I’m all a-tingle! Zhorik called after the twins left and said he’d come to visit me on May 8, and we’d celebrate Day of Victory together.

I told him the twins had already left. He asked where Denis was.

“In the kitchen,” I told him.

“I have some gossip for you,” he replied.

“Now or when you come?”

“When I come.”

God, I’m giddily in love with that little tyke! Andrei asked me if I was sorry he wasn’t queer. “Well,” I replied, “I would be very happy if he were. But anyway, I love him very much, and I think he loves me very much.”

“He does.”

Again, Andrei expressed concern about Denis remaining here. “I’m afraid that when we come back, you’ll have replaced us with him like you did Yegor with us.”

I laughed. “Don’t worry, honey. We have sex and that’s all.” It’s true – so far. We don’t even talk when we have sex, but the affection that flows between us is touching and humbling. I don’t know what I will say to Denis if he ever brings the subject of commitment up.


With the business community joining youth in opposition to Putin, he could be facing some real difficulties. The Moscow Times describes it as a “growing backlash” from leading businessmen “over what they see as increasing state interference in the economy, a rising tide of state corruption, paralysis in policy making, and mounting jitters over whether political stability can be maintained.”

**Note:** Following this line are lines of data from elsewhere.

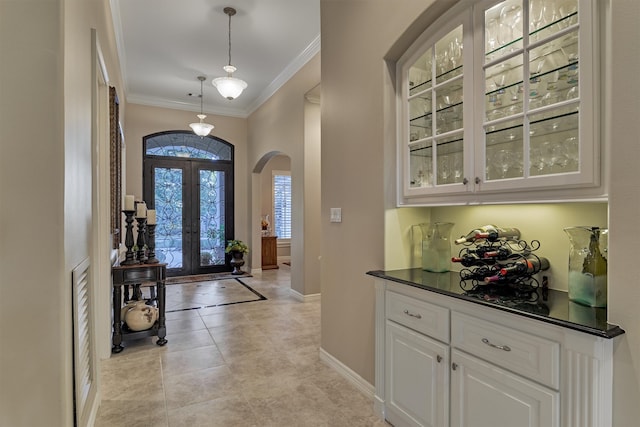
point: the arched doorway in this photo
(188, 180)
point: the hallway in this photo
(247, 364)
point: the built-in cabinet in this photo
(501, 97)
(442, 361)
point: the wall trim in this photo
(348, 374)
(303, 298)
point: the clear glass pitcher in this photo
(436, 246)
(588, 265)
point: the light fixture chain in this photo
(230, 38)
(201, 95)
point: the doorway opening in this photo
(188, 180)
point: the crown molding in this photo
(294, 66)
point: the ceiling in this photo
(164, 45)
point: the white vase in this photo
(139, 316)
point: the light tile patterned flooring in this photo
(249, 364)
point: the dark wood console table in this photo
(125, 275)
(269, 252)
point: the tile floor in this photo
(248, 364)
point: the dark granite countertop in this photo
(557, 309)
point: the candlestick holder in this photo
(128, 241)
(151, 244)
(141, 242)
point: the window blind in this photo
(282, 204)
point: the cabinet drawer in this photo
(429, 319)
(528, 355)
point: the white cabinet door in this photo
(417, 378)
(515, 110)
(483, 395)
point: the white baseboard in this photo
(303, 298)
(355, 379)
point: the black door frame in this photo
(191, 203)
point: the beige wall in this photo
(46, 191)
(278, 127)
(356, 36)
(623, 127)
(358, 174)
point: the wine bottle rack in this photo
(510, 289)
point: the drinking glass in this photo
(511, 15)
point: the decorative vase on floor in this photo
(236, 262)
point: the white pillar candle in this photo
(129, 203)
(151, 217)
(141, 210)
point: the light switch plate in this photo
(336, 215)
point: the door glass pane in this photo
(554, 142)
(420, 116)
(420, 74)
(168, 204)
(421, 164)
(503, 29)
(504, 89)
(504, 150)
(212, 226)
(450, 159)
(548, 17)
(449, 56)
(449, 104)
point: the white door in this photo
(483, 395)
(417, 378)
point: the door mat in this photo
(204, 277)
(211, 293)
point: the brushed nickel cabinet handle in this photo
(499, 347)
(408, 313)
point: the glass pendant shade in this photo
(229, 87)
(201, 128)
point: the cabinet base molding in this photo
(356, 380)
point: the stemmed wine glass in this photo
(455, 53)
(511, 16)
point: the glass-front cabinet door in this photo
(502, 101)
(433, 142)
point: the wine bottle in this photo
(510, 233)
(470, 260)
(500, 253)
(495, 279)
(471, 236)
(529, 265)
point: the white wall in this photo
(46, 191)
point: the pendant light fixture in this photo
(201, 128)
(229, 86)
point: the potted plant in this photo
(237, 249)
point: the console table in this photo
(125, 275)
(269, 252)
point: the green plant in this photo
(236, 246)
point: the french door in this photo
(193, 199)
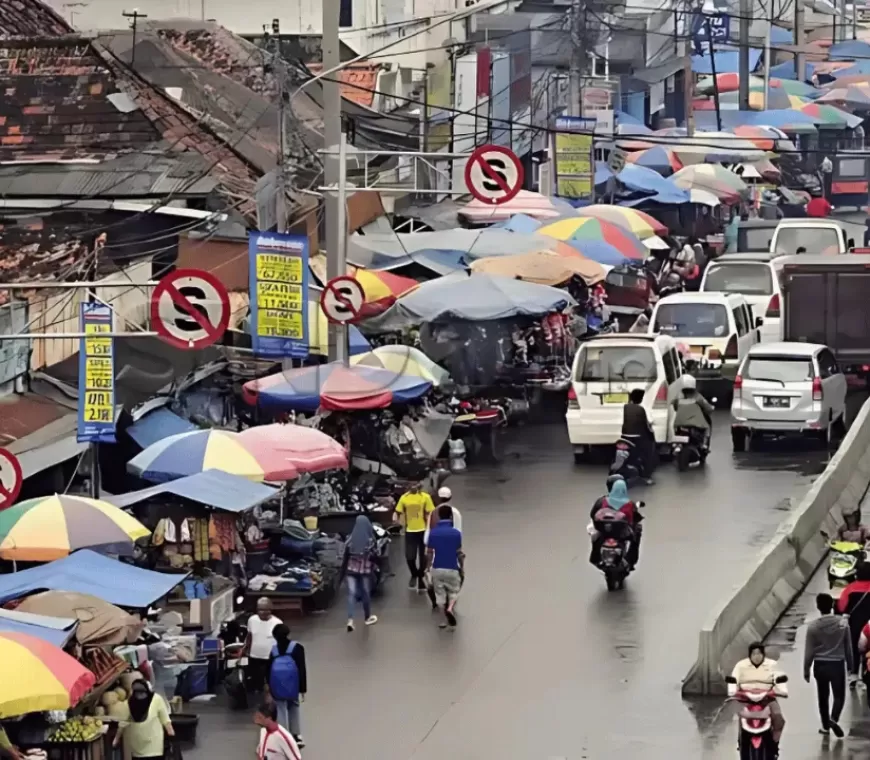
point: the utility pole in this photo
(745, 15)
(134, 23)
(279, 73)
(799, 58)
(336, 230)
(578, 59)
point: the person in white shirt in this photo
(258, 646)
(276, 742)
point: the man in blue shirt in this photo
(446, 561)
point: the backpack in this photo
(284, 677)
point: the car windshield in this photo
(614, 363)
(746, 279)
(692, 320)
(813, 239)
(779, 369)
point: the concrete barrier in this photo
(784, 565)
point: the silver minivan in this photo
(788, 388)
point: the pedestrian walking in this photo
(828, 651)
(287, 683)
(446, 559)
(413, 509)
(276, 742)
(259, 644)
(359, 570)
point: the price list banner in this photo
(279, 294)
(96, 423)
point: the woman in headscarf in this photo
(359, 570)
(144, 736)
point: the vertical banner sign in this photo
(96, 422)
(279, 294)
(575, 170)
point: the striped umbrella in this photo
(38, 676)
(188, 453)
(51, 527)
(576, 230)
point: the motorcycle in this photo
(690, 448)
(755, 741)
(613, 555)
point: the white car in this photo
(788, 388)
(755, 276)
(715, 331)
(605, 370)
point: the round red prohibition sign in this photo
(494, 175)
(342, 300)
(11, 478)
(190, 309)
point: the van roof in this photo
(724, 299)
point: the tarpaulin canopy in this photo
(161, 423)
(334, 387)
(90, 573)
(54, 630)
(471, 297)
(211, 488)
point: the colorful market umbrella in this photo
(714, 178)
(661, 159)
(578, 229)
(407, 360)
(51, 527)
(334, 387)
(308, 449)
(188, 453)
(381, 289)
(38, 676)
(638, 222)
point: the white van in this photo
(755, 276)
(605, 370)
(715, 332)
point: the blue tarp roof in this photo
(727, 62)
(87, 572)
(57, 631)
(211, 488)
(157, 425)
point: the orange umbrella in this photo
(381, 289)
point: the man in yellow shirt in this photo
(414, 509)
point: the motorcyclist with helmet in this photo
(693, 411)
(617, 499)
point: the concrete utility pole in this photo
(745, 17)
(336, 229)
(578, 59)
(135, 16)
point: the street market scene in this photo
(470, 379)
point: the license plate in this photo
(776, 402)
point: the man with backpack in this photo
(288, 680)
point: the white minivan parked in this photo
(715, 332)
(605, 370)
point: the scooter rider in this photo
(759, 672)
(693, 410)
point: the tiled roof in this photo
(30, 18)
(56, 101)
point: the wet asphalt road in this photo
(546, 663)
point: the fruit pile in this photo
(79, 729)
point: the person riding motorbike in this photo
(617, 499)
(693, 410)
(636, 427)
(759, 672)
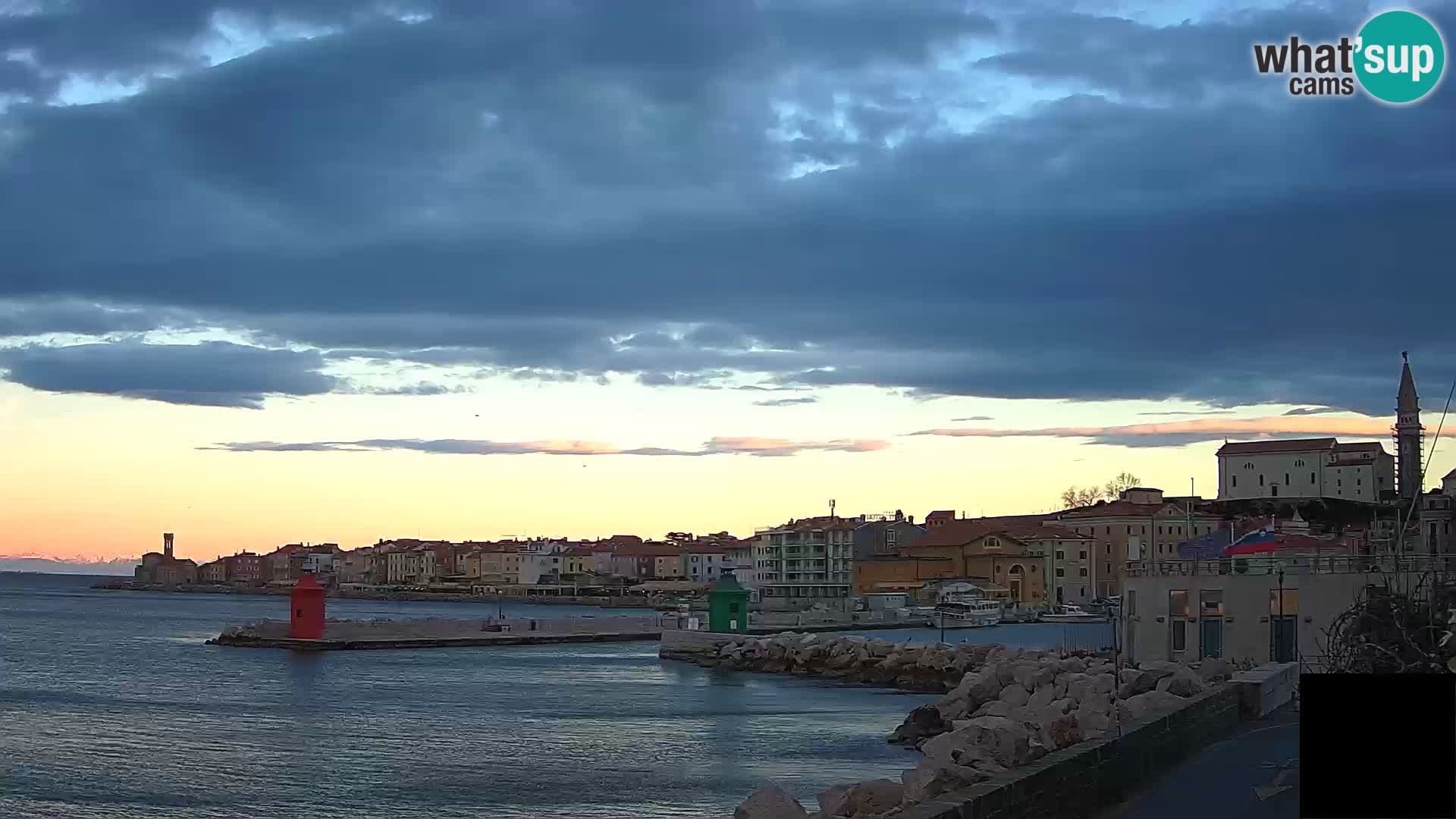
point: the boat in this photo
(965, 613)
(1071, 614)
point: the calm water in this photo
(111, 706)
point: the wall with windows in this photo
(1305, 474)
(1234, 615)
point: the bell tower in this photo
(1408, 435)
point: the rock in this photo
(1060, 732)
(1015, 694)
(1092, 720)
(1149, 704)
(1072, 665)
(864, 799)
(1215, 670)
(996, 708)
(769, 803)
(1078, 686)
(921, 723)
(977, 689)
(1181, 684)
(929, 783)
(1040, 700)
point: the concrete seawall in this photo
(541, 639)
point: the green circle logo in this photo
(1400, 57)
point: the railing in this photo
(1292, 564)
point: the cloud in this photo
(663, 190)
(1193, 413)
(1180, 433)
(761, 447)
(422, 388)
(213, 373)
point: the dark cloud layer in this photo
(213, 373)
(568, 190)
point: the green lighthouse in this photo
(728, 605)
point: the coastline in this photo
(629, 602)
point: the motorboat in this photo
(1071, 614)
(965, 613)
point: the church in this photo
(1326, 468)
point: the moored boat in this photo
(965, 613)
(1071, 614)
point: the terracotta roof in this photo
(1128, 509)
(960, 532)
(647, 550)
(1285, 445)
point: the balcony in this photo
(1291, 564)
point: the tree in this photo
(1074, 497)
(1123, 482)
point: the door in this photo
(1282, 639)
(1210, 637)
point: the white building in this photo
(1305, 468)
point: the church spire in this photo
(1408, 435)
(1405, 400)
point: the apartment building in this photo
(804, 560)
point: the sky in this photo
(344, 270)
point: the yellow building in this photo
(976, 551)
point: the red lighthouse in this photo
(306, 605)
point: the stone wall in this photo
(1088, 777)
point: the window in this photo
(1178, 604)
(1291, 602)
(1210, 602)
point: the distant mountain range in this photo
(117, 567)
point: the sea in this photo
(112, 706)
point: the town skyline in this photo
(357, 270)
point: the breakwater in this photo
(1002, 708)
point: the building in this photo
(804, 561)
(704, 560)
(1263, 608)
(974, 551)
(213, 572)
(940, 518)
(739, 556)
(243, 569)
(647, 560)
(1069, 554)
(1408, 435)
(1305, 469)
(164, 567)
(1139, 525)
(884, 534)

Businessmen themselves say Putin’s half-hearted attempts a couple of weeks ago to reassure them that all the problems are in the past, that there will be no more Yukoses, and that tax laws and police are being called to heel didn’t convince them.

“The state is not being managed; no decisions are being made. There is no team managing the economy,” one “leading businessman” told the Moscow Times on conditions of anonymity. “Business is not happy. There are not equal conditions for all….Business is tired of promises not being kept.”

The anonymous businessman added ominously: “The state is like a big corporation, and the management of it has just gotten worse. When management gets worse, normally the shareholders try to change the leadership.”

In the meantime, the youth are keeping the griddle warm. An estimated 4,000 of them gathered in front of the White House a couple of days ago to protest shameful nominal government stipends to students (about a month), salaries for professors (beginning university professors get a month), and plans to abandon the soviet educational system, one of the few successes of the Soviet era.

Among the signs carried by the shouting, angry students was one warning that “a hungry student is a force to be reckoned with.”

Despite – or perhaps because of -- the swelling ranks of opposition, Putin has coyly suggested that he might run again in 2012 while still promising not to run for a third term in 2008. Speculation is that he will anoint a stooge to keep everything in place while perhaps taking the post of prime minister to enable him to keep full control of the government in the meantime.

At the same time, op-ed journalist Yulia Latynina notes that the ranks of the liberal opposition are closing around a coalition led by real opposition leaders -- former chess champ Gary Gasparov and liberal Duma member Vladimir Ryzhkov -- instead of the suspiciously cozy energy oligarch Anatoly Chubais and former liberal party chairman Grigory Yavlinsky.

Things could get warm in the next three years.


Wed., April 21, 2005 -- My evening just waxed deliriously brighter: Zhorik called to say that he is coming this weekend – day after tomorrow!

He seems as eager to spend that time with me as I am to spend it with him – he sounded overjoyed! I think it’s safe to say he wants me to feel my way, so to speak, into Chapter 2 of Mutual Heaven. Do you think my fantasy is overreaching reason?